It is around five years since unidentified hackers gained unauthorized access to some kernel.org servers that are used to distribute and maintain the Linux operating system.
This hacking case is one of the high profile hacks in the world. It is reported that anybody who downloaded the kernel files during the period could have been compromised.
The Linux Foundation is a nonprofit organization that aids the kernel.org website. The primary purpose of kernel.org website is to host the repositories used by Linux kernel maintainers and developers of different Linux distributors.
The good news is that the hacker has finally been arrested! The authorities are convinced that they have their man (the person responsible for the hacking) after five years.
The 2011 hacking attack
In August 2011, the developers and maintainers at kernel.org noted a huge security breach. The Intruders gained root access by hacking the system and adding a Trojan to the startup scripts.
Allegedly, the hacking attempt forced the developers to shut down kernel.org, reinstall all the servers and launched a prompt investigation to determine the origin of this attack.
Needless to say, the Linux servers that were compromised stayed offline for almost one month, while the server administrators worked hard to ensure that the attacker hadn’t left big surprises in the system.

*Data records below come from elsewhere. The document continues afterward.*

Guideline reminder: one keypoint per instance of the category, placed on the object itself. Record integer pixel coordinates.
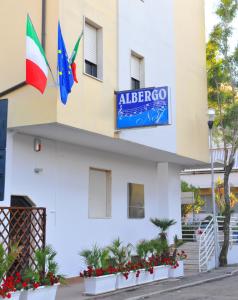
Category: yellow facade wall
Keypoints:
(26, 105)
(91, 103)
(191, 81)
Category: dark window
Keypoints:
(136, 205)
(90, 68)
(135, 84)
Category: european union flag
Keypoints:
(66, 79)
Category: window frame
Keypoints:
(128, 202)
(99, 51)
(108, 194)
(141, 71)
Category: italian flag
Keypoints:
(36, 62)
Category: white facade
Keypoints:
(146, 28)
(62, 187)
(57, 177)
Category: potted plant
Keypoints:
(43, 281)
(159, 258)
(143, 249)
(120, 256)
(99, 277)
(8, 283)
(176, 264)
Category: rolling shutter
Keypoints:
(135, 67)
(90, 43)
(3, 137)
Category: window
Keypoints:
(99, 205)
(136, 209)
(136, 71)
(93, 49)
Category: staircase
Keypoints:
(191, 264)
(198, 245)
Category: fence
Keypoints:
(25, 226)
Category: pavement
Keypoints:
(166, 289)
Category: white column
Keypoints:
(8, 169)
(169, 196)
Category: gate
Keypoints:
(26, 226)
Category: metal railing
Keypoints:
(192, 230)
(233, 230)
(206, 246)
(203, 233)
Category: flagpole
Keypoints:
(55, 82)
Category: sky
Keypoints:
(211, 20)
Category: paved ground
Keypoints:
(225, 289)
(222, 288)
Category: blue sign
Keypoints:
(144, 107)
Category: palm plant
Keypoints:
(177, 243)
(46, 267)
(164, 225)
(7, 258)
(120, 254)
(97, 257)
(143, 248)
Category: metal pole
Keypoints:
(213, 201)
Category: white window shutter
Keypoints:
(135, 67)
(90, 43)
(99, 195)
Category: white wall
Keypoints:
(147, 28)
(62, 187)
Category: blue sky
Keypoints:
(211, 20)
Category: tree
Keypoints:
(220, 199)
(198, 203)
(163, 225)
(222, 73)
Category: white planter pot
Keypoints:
(161, 272)
(178, 272)
(14, 296)
(122, 282)
(144, 277)
(42, 292)
(99, 285)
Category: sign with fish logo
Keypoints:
(143, 107)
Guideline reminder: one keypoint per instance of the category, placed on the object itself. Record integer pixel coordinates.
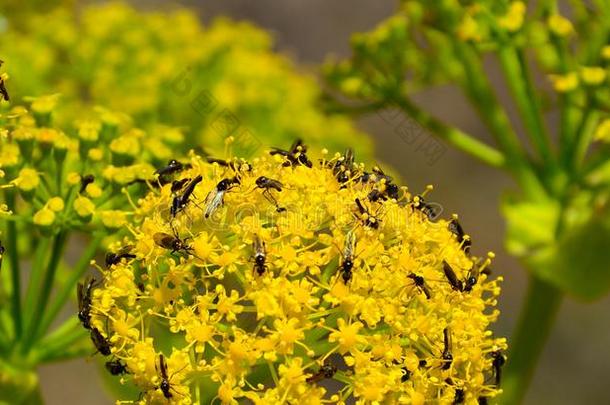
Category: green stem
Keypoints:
(47, 285)
(480, 94)
(519, 81)
(584, 136)
(36, 274)
(536, 320)
(64, 294)
(453, 136)
(13, 255)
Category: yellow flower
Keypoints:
(514, 18)
(83, 206)
(44, 217)
(280, 281)
(602, 132)
(593, 75)
(27, 180)
(565, 83)
(56, 204)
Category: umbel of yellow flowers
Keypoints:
(294, 280)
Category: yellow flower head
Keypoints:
(298, 270)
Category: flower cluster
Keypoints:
(69, 178)
(435, 39)
(290, 280)
(218, 80)
(58, 184)
(553, 57)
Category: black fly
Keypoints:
(100, 342)
(498, 361)
(115, 258)
(455, 228)
(455, 282)
(369, 219)
(233, 165)
(172, 242)
(471, 278)
(347, 263)
(179, 202)
(297, 155)
(421, 284)
(447, 356)
(215, 198)
(328, 370)
(267, 184)
(85, 181)
(428, 209)
(83, 294)
(116, 367)
(260, 255)
(173, 167)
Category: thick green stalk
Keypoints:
(519, 82)
(68, 288)
(13, 255)
(46, 287)
(536, 320)
(453, 136)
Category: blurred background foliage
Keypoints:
(215, 80)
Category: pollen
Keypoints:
(281, 287)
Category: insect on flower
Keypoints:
(116, 367)
(172, 242)
(369, 219)
(172, 167)
(179, 202)
(233, 165)
(85, 181)
(347, 262)
(260, 255)
(498, 361)
(115, 258)
(472, 278)
(267, 185)
(178, 184)
(165, 385)
(430, 210)
(327, 370)
(100, 342)
(83, 294)
(406, 374)
(447, 356)
(455, 228)
(460, 396)
(420, 283)
(297, 155)
(455, 282)
(215, 198)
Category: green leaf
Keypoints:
(530, 225)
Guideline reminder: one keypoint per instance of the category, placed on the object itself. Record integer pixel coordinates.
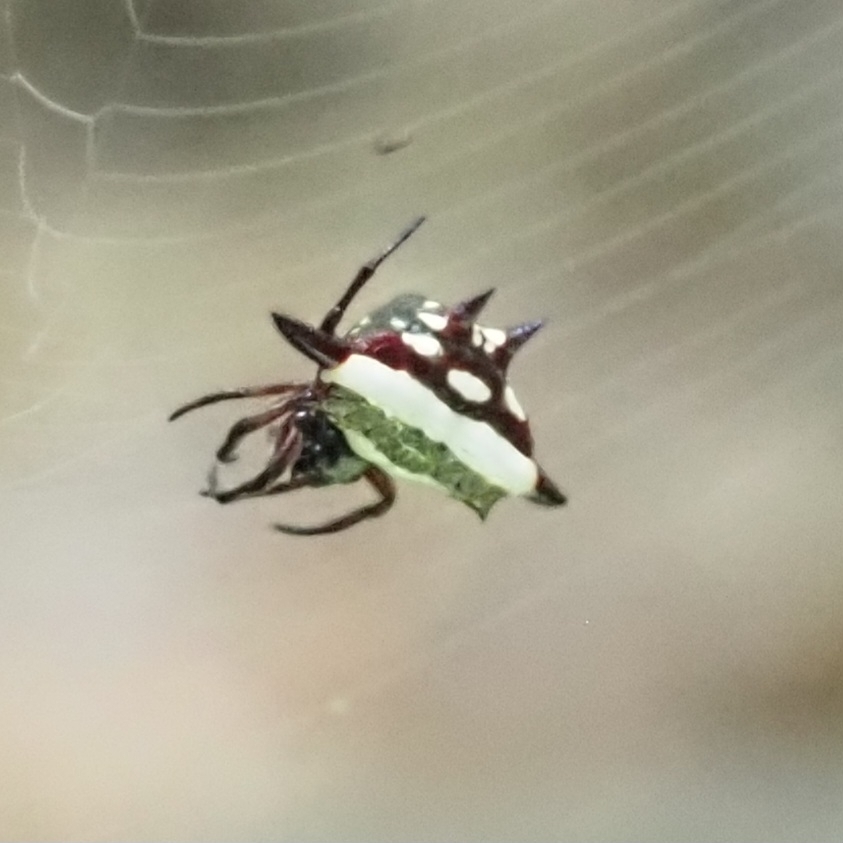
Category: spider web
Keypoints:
(662, 180)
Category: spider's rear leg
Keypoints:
(330, 322)
(380, 482)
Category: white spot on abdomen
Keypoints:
(512, 404)
(473, 442)
(469, 386)
(434, 321)
(424, 344)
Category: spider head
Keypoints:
(323, 453)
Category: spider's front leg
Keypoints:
(330, 322)
(284, 456)
(228, 395)
(380, 482)
(242, 428)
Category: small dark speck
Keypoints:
(389, 142)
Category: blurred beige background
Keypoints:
(663, 181)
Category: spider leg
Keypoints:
(244, 427)
(380, 482)
(286, 454)
(330, 322)
(247, 392)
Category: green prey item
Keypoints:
(409, 449)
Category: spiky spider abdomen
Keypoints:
(414, 390)
(422, 396)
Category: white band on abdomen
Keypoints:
(475, 443)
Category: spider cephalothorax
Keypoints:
(413, 390)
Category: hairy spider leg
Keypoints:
(241, 429)
(377, 479)
(245, 392)
(330, 322)
(284, 456)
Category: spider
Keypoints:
(414, 390)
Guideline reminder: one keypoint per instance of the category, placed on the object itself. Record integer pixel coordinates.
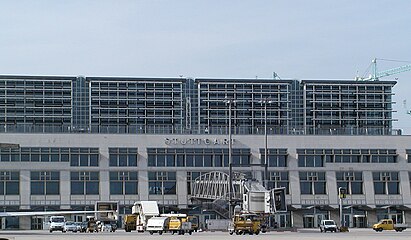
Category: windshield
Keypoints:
(57, 219)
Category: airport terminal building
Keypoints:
(67, 142)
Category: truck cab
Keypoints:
(57, 223)
(388, 224)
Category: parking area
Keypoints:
(358, 234)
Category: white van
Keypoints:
(157, 224)
(57, 223)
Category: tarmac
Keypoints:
(300, 234)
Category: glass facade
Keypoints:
(45, 183)
(185, 106)
(9, 183)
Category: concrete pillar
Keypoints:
(368, 188)
(65, 189)
(182, 189)
(24, 190)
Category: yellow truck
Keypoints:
(246, 223)
(388, 224)
(130, 222)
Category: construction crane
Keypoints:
(375, 75)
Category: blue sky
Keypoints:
(296, 38)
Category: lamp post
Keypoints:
(230, 101)
(265, 101)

Reportedly, the hacker’s primary objective was to gain access and seemingly tamper with the software distributed through the www.kernel.org.
The arrest
On August 28, 2016, 27-year old Donald Ryan Austin, a South Florida-based computer programmer, was arrested by the police officers of the Miami Shores Police Department for allegedly hacking into the servers relating to Linux OS, the justice department announced.
The police arrested Donald during a traffic stop for violation of traffic rules. The hacking case reminds us that even the official websites that host the operating systems we use on our devices can be a target for hackers.
Ryan Donald is charged with hacking and causing damage to four servers belonging to kernel.org and the Linux Foundation.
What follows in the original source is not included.